Submitted by Matthew on 1 August, 2012 - 2:45

Firefighters in Essex struck again on Thursday 26 July as part of their fight against cuts. Industrial action short of a strike took plae the following day, with firefighters only attending 999 calls.

The action follows a series of one-day strikes, which were supplemented by a 1,000-strong demonstration through Chelmsford on Wednesday 18 July. The firefighters are attempting to halt their bosses’ cuts to frontline services, which have seen 100 full-time and 60 part-time posts axed since 2008.

Essex Fire Brigades Union (FBU) brigade chair Alan Chinn-Shaw said: “[The authority] has got the money. The fire authority has increased its reserves from £4 million to £16 million—yet at the same time we’ve lost 160 firefighters.”

Further strikes are due in August, with action continuing into the autumn.

Home Office strikes off

The Public and Commercial Services union (PCS) called off a planned strike of Home Office workers on Thursday 26 July, after the government made a renewed offer which the union described as amounting to the creation of over 1,000 jobs.

The strike, which would have involved workers in the UK Border Agency, was part of a battle against massive job losses. The government plans to axe 8,500 posts from the department.

The response to the planned strike, which would have taken place the day before the Olympic opening ceremony, from the employer and the press was vitriolic. Senior Tory figures announced that they would seek injunctions or other legal means of preventing the strike from going ahead.
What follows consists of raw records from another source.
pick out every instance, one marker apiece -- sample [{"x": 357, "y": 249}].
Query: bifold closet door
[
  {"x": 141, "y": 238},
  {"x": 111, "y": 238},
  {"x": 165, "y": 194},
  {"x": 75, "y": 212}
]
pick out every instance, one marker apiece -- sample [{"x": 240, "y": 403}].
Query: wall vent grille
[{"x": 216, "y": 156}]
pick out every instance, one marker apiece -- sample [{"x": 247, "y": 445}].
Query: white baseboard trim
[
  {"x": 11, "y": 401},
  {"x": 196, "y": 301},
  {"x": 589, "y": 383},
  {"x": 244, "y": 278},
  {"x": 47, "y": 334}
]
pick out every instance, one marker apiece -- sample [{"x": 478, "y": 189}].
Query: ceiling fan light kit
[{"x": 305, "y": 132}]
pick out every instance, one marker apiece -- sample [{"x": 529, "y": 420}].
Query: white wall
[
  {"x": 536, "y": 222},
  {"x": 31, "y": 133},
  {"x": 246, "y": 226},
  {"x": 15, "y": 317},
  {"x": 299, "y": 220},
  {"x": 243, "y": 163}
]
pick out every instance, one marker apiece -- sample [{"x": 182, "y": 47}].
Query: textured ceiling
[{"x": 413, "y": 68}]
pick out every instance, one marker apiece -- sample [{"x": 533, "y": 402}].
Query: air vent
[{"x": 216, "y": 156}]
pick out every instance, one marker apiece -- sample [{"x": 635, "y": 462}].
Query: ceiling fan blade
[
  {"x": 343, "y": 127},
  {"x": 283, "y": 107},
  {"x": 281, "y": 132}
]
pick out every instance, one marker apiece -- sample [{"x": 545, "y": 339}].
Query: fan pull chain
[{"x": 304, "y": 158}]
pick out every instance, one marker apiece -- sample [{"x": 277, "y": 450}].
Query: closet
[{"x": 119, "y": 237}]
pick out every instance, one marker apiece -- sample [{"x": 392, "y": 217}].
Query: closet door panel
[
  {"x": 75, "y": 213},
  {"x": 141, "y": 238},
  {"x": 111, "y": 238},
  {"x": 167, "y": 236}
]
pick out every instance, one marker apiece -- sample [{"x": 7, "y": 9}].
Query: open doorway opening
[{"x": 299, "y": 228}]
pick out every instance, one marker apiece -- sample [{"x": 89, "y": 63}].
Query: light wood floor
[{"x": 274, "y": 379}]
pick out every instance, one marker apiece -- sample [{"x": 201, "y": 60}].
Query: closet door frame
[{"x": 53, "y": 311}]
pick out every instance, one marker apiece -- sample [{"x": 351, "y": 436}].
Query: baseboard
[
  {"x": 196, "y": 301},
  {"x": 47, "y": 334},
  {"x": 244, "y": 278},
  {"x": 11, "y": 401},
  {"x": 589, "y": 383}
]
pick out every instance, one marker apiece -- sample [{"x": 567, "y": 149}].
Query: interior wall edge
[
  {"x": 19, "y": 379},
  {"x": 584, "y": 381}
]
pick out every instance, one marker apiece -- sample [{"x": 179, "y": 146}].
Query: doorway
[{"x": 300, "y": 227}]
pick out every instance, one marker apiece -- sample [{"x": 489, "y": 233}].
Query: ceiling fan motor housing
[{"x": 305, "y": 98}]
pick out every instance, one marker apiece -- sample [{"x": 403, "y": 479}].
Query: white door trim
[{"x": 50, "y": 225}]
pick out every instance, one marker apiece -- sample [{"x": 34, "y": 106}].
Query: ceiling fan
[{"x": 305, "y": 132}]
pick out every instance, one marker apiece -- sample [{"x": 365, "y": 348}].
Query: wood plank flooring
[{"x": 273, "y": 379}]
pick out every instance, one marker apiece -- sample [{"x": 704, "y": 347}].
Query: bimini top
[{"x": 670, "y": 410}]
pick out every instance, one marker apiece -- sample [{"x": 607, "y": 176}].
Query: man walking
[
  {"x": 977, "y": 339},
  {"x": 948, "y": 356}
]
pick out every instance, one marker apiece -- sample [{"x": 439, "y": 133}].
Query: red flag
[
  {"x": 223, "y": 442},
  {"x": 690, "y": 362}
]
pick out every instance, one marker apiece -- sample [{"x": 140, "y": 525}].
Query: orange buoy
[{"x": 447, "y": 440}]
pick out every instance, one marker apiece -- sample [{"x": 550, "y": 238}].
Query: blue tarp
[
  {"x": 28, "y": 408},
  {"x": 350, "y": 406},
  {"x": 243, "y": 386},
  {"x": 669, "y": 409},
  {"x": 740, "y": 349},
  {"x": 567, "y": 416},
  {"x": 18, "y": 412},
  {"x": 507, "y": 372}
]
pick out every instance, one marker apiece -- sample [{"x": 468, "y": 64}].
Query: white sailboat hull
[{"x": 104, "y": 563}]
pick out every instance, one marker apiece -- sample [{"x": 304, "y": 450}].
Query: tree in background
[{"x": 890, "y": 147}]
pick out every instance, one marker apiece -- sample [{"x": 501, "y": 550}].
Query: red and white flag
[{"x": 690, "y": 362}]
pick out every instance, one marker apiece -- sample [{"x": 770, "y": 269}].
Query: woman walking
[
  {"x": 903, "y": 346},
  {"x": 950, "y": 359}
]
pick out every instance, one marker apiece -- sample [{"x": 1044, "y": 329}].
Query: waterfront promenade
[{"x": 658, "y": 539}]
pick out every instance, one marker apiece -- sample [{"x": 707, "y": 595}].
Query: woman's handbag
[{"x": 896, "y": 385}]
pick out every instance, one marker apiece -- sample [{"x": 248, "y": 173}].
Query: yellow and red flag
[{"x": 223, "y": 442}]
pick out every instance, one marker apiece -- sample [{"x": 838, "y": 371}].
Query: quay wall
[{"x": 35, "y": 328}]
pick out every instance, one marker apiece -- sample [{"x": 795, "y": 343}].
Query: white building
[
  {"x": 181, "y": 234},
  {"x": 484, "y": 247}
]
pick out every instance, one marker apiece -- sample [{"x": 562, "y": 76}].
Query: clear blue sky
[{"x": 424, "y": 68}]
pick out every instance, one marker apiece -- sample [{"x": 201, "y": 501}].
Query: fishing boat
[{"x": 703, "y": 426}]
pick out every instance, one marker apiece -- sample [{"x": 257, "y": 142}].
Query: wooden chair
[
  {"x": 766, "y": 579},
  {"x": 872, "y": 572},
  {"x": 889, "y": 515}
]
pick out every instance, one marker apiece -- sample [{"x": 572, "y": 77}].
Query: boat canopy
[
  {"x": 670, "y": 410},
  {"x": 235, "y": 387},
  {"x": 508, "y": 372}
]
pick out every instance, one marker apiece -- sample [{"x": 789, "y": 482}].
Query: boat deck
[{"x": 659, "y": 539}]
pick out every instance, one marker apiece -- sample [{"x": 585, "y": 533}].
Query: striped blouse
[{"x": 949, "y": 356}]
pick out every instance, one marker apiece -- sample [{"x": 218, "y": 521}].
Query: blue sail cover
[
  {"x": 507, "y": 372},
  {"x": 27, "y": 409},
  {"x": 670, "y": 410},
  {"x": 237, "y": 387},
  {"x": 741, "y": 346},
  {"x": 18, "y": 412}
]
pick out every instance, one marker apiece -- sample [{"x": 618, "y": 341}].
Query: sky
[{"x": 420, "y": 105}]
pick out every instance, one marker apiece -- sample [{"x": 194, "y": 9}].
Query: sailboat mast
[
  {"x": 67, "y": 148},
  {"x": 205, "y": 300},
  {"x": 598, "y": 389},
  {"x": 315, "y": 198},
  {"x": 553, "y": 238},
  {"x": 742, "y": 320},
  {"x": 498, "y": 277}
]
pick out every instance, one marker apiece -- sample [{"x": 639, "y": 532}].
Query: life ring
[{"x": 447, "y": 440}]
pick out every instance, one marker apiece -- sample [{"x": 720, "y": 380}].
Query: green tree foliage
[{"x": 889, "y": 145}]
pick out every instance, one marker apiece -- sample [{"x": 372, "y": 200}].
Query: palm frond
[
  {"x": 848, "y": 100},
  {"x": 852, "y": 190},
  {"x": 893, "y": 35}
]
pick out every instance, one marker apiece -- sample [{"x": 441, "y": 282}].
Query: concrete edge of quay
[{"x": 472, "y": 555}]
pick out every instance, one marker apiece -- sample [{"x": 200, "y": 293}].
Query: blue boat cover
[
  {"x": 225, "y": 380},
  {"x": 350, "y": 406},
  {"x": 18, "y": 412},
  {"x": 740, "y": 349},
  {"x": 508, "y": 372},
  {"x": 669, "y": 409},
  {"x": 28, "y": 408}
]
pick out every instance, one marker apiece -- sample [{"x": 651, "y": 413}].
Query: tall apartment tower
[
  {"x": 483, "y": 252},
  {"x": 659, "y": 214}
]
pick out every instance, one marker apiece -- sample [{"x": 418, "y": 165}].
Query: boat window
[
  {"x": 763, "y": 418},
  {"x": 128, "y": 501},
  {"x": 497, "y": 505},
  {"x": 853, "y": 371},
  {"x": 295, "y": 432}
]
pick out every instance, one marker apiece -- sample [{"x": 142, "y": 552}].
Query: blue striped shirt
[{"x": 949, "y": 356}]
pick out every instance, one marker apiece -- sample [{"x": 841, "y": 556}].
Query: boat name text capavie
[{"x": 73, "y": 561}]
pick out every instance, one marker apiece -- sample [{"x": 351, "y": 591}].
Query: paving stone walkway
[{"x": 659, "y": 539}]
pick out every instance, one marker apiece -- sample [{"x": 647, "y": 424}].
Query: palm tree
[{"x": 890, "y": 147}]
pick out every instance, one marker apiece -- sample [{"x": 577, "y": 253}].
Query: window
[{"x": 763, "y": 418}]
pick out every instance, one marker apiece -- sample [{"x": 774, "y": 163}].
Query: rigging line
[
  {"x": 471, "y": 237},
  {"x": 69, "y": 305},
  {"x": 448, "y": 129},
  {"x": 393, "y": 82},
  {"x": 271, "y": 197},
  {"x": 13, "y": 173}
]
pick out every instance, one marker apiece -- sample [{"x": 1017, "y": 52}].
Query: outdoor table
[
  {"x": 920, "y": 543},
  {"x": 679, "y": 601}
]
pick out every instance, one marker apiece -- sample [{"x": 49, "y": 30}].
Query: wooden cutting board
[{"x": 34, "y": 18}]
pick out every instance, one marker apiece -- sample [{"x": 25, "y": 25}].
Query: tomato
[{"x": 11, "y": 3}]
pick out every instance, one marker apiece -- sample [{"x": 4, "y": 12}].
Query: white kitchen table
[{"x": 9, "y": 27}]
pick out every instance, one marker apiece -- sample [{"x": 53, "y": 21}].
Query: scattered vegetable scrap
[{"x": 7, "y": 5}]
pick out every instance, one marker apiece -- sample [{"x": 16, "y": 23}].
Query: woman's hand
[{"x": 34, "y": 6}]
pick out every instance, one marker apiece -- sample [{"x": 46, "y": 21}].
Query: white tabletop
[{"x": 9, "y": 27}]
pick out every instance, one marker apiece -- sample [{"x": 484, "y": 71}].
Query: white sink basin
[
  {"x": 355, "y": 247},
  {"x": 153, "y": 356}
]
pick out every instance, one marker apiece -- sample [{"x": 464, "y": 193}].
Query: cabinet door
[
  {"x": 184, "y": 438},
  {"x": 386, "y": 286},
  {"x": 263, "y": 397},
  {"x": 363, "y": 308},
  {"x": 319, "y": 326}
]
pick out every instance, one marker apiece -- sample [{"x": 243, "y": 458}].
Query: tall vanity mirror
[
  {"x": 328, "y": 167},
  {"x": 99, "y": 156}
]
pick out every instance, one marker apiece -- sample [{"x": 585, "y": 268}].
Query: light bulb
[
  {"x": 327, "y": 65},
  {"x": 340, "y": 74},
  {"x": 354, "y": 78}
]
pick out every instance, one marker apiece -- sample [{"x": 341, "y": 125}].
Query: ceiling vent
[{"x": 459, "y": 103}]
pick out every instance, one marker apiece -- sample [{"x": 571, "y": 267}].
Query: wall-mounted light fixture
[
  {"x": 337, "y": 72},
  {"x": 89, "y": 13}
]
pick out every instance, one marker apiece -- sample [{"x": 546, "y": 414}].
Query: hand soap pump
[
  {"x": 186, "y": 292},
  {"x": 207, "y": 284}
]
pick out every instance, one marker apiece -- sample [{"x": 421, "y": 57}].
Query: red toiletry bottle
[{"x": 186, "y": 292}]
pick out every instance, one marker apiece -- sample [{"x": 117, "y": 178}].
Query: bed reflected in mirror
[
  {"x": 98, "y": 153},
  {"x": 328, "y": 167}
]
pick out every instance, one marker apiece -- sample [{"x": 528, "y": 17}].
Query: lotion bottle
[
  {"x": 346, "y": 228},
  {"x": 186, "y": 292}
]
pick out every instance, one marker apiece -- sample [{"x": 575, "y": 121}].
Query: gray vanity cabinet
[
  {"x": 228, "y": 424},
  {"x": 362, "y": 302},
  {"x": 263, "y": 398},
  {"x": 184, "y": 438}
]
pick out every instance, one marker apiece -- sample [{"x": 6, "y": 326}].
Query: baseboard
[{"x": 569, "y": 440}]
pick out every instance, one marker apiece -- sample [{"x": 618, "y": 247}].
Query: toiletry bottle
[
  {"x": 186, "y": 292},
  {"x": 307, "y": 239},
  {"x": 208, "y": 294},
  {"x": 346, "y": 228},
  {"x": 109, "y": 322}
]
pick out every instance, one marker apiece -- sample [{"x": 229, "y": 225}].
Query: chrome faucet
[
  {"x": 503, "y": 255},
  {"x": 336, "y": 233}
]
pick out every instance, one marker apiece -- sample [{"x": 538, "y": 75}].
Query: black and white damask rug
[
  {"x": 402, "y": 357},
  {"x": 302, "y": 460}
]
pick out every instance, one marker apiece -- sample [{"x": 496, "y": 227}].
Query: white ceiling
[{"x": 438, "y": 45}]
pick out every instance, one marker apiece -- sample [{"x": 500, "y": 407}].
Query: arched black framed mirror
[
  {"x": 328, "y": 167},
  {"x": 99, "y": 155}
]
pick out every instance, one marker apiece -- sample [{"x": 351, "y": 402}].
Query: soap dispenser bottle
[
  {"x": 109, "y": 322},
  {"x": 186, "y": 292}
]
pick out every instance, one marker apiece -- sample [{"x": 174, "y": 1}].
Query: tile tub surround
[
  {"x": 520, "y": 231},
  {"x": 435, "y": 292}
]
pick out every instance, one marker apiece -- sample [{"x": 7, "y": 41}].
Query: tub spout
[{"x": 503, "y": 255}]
Train drivers in the ASLEF union, who plan to strike on 5, 6, and 7 August as part of their battle to defend their pensions, have been subjected to similar criticism, as were the Tube cleaners who struck on 27 and 28 July (see back page).

An atmosphere is developing in which almost any strike at all is accused of being fundamentally damaging to the (imagined) national interest, putting immense pressure on workers to vote against or work through strikes. The entire labour movement needs to rally behind any union taking action and assert our right to withdraw our labour in any circumstances we choose. Unions also need to urgently consider ways to defy — rather than simply “work around” — the anti-union laws, which at some point will mean taking “illegal” strike action, as electricians did in their successful dispute against pay cuts.

Questions need to be asked within the Home Office dispute itself.

Although the concession from the government is positive, many activists will question whether the offer – to create 800 jobs in the Border Agency and 300 jobs in passport offices — was sufficient to call off action when eight times that number of jobs are on the line.